Rule 8: For large-scale storage, database splitting must be considered.

Ensure that the number of nodes in the GeminiDB Cassandra cluster is less than 100. If the number of nodes exceeds 100, split the cluster vertically or horizontally.

  • Vertical splitting: Data is split by functional module, for example, the order database, product database, and user database. In this mode, the table structures of multiple databases are different.
  • Horizontal sharding: Data in the same table is divided into blocks and stored in different databases. The table structures in these databases are the same.

Rule 9: Avoid tombstones caused by large-scale deletion.

  • Use TTL instead of Delete if possible.
  • Do not delete a large amount of data. Delete data by primary key prefix.
  • A maximum of 1,000 rows can be deleted at a time within a partition key.
  • Avoid querying deleted data during range query.
  • Do not frequently delete data of a large range in one partition.

Design Suggestion

Suggestion 1: Properly control the database scale and quantity.

  • It is recommended that the number of data records in a single table be less than or equal to 100 billion.
  • It is recommended that a single database contain no more than 100 tables.
  • It is recommended that the maximum number of fields in a single table be 20 to 50.

Suggestion 2: Estimate how many resources that GeminiDB Cassandra servers can process.

  • If it is estimated that N nodes need to be used, adding additional N/2 nodes is recommended for fault tolerance and performance consistency.
  • In normal scenarios, the CPU usage of each node is limited to 50% to avoid fluctuation during peak hours.

Suggestion 3: To store large volumes of data, perform a test run based on service scenarios.

In service scenarios with a large number of requests and data volume, you need to test the performance in advance because the service read/write ratio, random access mode, and instance specifications vary greatly.

Suggestion 4: Split database cluster granularity properly.

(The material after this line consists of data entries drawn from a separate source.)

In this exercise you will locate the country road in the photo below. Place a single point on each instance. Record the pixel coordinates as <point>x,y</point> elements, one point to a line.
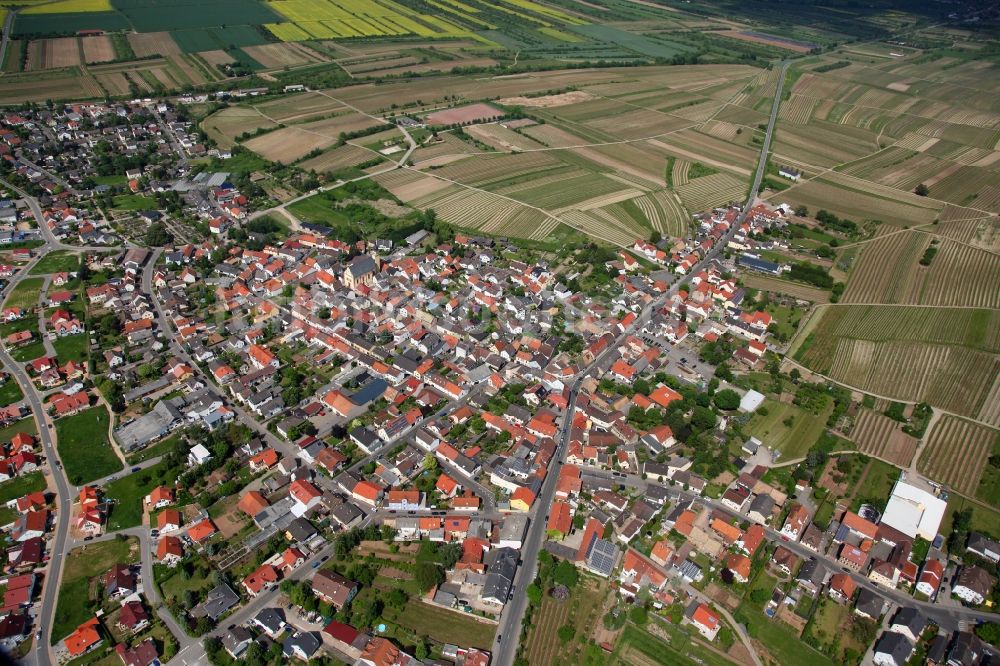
<point>508,632</point>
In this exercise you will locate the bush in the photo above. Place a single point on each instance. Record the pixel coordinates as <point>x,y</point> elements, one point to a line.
<point>727,399</point>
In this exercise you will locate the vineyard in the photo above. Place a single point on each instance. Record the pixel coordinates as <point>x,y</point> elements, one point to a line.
<point>665,212</point>
<point>882,437</point>
<point>979,329</point>
<point>957,452</point>
<point>957,379</point>
<point>888,271</point>
<point>710,191</point>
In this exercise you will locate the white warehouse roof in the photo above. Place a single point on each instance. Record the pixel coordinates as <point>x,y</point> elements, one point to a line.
<point>913,511</point>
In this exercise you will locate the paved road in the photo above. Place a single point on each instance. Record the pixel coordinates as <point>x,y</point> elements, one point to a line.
<point>56,547</point>
<point>504,651</point>
<point>945,616</point>
<point>8,24</point>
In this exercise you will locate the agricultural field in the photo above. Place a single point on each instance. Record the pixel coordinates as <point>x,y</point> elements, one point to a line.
<point>881,437</point>
<point>344,19</point>
<point>291,143</point>
<point>888,270</point>
<point>787,428</point>
<point>957,453</point>
<point>947,358</point>
<point>84,447</point>
<point>586,603</point>
<point>794,289</point>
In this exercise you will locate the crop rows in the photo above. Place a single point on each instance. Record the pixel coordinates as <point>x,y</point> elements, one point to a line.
<point>880,436</point>
<point>957,379</point>
<point>979,329</point>
<point>711,191</point>
<point>956,452</point>
<point>593,224</point>
<point>962,275</point>
<point>665,212</point>
<point>887,269</point>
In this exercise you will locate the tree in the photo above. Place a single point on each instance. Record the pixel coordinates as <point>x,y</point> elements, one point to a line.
<point>428,575</point>
<point>727,399</point>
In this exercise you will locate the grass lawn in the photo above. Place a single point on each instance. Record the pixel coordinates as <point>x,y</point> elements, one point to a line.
<point>443,625</point>
<point>29,352</point>
<point>75,604</point>
<point>57,262</point>
<point>158,449</point>
<point>637,646</point>
<point>830,628</point>
<point>84,448</point>
<point>983,520</point>
<point>25,294</point>
<point>10,392</point>
<point>788,428</point>
<point>21,486</point>
<point>876,484</point>
<point>319,209</point>
<point>116,179</point>
<point>24,425</point>
<point>779,639</point>
<point>134,202</point>
<point>27,323</point>
<point>72,348</point>
<point>174,586</point>
<point>129,491</point>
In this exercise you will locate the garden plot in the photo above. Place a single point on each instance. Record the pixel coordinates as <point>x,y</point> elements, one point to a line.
<point>146,44</point>
<point>501,138</point>
<point>347,155</point>
<point>226,125</point>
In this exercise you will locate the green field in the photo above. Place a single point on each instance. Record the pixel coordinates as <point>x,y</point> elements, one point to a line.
<point>158,449</point>
<point>792,437</point>
<point>72,348</point>
<point>128,493</point>
<point>56,262</point>
<point>84,448</point>
<point>876,484</point>
<point>680,651</point>
<point>10,392</point>
<point>25,294</point>
<point>76,596</point>
<point>29,352</point>
<point>24,425</point>
<point>443,625</point>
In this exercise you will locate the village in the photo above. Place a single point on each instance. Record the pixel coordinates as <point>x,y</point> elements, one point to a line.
<point>372,451</point>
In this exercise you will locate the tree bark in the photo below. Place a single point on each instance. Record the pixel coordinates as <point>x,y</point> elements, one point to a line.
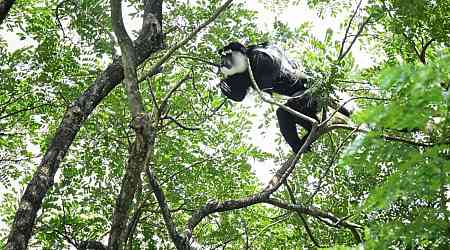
<point>74,117</point>
<point>5,6</point>
<point>142,148</point>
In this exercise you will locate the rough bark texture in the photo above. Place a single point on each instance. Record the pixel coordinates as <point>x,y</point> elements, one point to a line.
<point>142,148</point>
<point>5,6</point>
<point>74,118</point>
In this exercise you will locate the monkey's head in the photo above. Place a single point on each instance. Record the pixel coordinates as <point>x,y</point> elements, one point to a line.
<point>233,59</point>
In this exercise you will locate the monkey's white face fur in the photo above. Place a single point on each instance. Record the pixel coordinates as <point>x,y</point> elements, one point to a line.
<point>234,62</point>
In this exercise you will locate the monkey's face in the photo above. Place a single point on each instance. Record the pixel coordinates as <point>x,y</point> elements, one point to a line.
<point>233,59</point>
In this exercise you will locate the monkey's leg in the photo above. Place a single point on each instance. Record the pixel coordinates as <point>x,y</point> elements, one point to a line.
<point>288,129</point>
<point>287,122</point>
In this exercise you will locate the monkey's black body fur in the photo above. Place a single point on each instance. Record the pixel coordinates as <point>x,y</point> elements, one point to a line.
<point>274,73</point>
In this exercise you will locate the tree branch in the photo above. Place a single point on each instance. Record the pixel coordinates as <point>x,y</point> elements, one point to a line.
<point>183,42</point>
<point>386,137</point>
<point>347,30</point>
<point>74,117</point>
<point>315,212</point>
<point>5,7</point>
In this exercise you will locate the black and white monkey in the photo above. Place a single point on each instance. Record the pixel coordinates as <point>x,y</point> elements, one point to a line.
<point>273,73</point>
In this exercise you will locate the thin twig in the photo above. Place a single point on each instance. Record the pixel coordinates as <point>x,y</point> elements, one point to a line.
<point>192,35</point>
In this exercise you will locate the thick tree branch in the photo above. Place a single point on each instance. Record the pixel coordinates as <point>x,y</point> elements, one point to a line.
<point>142,148</point>
<point>74,117</point>
<point>386,137</point>
<point>5,6</point>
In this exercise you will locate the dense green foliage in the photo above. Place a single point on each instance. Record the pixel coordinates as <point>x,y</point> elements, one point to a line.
<point>399,191</point>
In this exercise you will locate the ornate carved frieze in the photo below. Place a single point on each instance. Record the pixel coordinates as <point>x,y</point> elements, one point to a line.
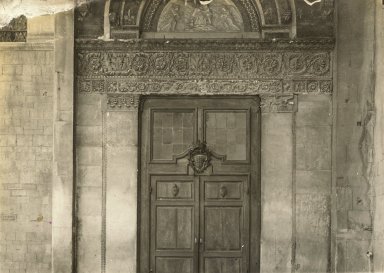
<point>277,103</point>
<point>207,65</point>
<point>203,87</point>
<point>122,102</point>
<point>152,70</point>
<point>217,45</point>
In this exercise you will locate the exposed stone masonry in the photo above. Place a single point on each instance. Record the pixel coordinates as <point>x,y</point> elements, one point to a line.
<point>26,85</point>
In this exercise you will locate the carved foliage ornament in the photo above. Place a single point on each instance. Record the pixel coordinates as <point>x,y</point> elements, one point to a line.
<point>206,87</point>
<point>207,65</point>
<point>122,102</point>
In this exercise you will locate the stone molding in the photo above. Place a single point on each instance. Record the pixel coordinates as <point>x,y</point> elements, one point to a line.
<point>206,65</point>
<point>205,44</point>
<point>268,103</point>
<point>203,87</point>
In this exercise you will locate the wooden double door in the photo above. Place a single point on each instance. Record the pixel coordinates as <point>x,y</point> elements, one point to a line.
<point>199,188</point>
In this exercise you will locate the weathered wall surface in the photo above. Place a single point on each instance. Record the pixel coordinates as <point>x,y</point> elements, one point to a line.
<point>26,105</point>
<point>378,227</point>
<point>354,134</point>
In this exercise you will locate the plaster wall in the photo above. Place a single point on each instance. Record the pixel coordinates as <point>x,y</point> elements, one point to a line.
<point>296,186</point>
<point>26,149</point>
<point>378,227</point>
<point>354,134</point>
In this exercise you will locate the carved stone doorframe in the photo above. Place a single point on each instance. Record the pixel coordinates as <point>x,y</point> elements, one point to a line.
<point>116,74</point>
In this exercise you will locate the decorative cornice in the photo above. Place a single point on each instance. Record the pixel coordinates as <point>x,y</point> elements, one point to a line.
<point>206,44</point>
<point>277,103</point>
<point>203,87</point>
<point>204,65</point>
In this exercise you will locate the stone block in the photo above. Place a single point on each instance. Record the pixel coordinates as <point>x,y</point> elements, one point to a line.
<point>361,198</point>
<point>10,70</point>
<point>89,136</point>
<point>313,181</point>
<point>41,140</point>
<point>89,176</point>
<point>18,193</point>
<point>359,220</point>
<point>89,250</point>
<point>88,115</point>
<point>313,148</point>
<point>24,140</point>
<point>342,220</point>
<point>90,156</point>
<point>313,232</point>
<point>89,201</point>
<point>314,110</point>
<point>121,128</point>
<point>357,260</point>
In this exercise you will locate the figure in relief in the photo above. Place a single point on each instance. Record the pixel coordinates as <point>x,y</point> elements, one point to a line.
<point>192,16</point>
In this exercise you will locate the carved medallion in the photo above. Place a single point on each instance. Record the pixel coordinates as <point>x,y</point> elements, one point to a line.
<point>199,157</point>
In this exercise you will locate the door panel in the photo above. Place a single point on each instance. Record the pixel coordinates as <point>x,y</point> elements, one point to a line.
<point>174,228</point>
<point>222,265</point>
<point>174,212</point>
<point>174,265</point>
<point>223,228</point>
<point>226,132</point>
<point>172,132</point>
<point>199,221</point>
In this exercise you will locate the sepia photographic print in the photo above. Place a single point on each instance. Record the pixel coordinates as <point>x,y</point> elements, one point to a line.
<point>191,136</point>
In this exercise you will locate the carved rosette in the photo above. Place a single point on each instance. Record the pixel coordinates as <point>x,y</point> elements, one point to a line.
<point>122,102</point>
<point>277,103</point>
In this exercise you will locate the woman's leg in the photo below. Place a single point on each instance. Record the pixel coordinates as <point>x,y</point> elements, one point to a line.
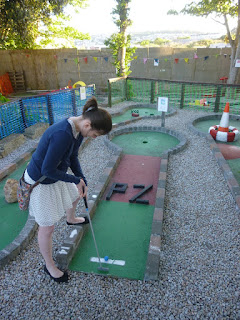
<point>71,213</point>
<point>45,245</point>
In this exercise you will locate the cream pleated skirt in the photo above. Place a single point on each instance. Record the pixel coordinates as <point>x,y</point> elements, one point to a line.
<point>49,202</point>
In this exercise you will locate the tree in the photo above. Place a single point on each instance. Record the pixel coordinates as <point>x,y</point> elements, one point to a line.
<point>119,42</point>
<point>21,20</point>
<point>222,9</point>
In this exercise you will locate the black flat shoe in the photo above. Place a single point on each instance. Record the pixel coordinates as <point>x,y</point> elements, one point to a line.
<point>86,221</point>
<point>63,278</point>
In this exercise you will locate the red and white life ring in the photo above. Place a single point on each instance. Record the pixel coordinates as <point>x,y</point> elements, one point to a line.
<point>230,136</point>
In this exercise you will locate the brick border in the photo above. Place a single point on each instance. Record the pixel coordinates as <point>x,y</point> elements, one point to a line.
<point>227,172</point>
<point>21,241</point>
<point>71,243</point>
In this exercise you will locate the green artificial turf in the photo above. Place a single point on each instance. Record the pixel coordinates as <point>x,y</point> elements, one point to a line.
<point>122,232</point>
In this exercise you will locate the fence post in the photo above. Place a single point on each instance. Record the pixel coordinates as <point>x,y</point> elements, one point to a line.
<point>23,113</point>
<point>109,94</point>
<point>126,90</point>
<point>152,92</point>
<point>218,97</point>
<point>182,96</point>
<point>50,112</point>
<point>74,102</point>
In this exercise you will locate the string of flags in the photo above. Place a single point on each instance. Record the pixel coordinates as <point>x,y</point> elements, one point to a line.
<point>156,61</point>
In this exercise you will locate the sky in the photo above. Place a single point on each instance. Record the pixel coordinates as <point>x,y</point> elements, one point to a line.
<point>150,15</point>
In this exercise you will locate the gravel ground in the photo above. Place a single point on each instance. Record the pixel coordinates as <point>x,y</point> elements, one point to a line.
<point>199,271</point>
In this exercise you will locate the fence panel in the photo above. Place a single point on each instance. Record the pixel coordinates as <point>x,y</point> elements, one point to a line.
<point>47,107</point>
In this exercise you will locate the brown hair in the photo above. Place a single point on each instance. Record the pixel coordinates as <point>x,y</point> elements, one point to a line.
<point>100,119</point>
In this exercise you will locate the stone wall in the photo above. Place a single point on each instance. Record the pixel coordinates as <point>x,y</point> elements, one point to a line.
<point>52,69</point>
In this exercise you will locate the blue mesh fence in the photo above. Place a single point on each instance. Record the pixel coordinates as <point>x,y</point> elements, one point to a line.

  • In distributed scenarios, microservices of a service can share a GeminiDB Cassandra cluster to reduce resource and maintenance costs.
  • The service can be divided into different clusters based on the data importance, number of tables, and number of records in a single table.

Suggestion 5: Do not frequently update some fields in a single data record.

Suggestion 6: If there are too many nested elements such as List, Map, or Set, read and write performance will be affected. In this case, convert such elements into JSON data for storage.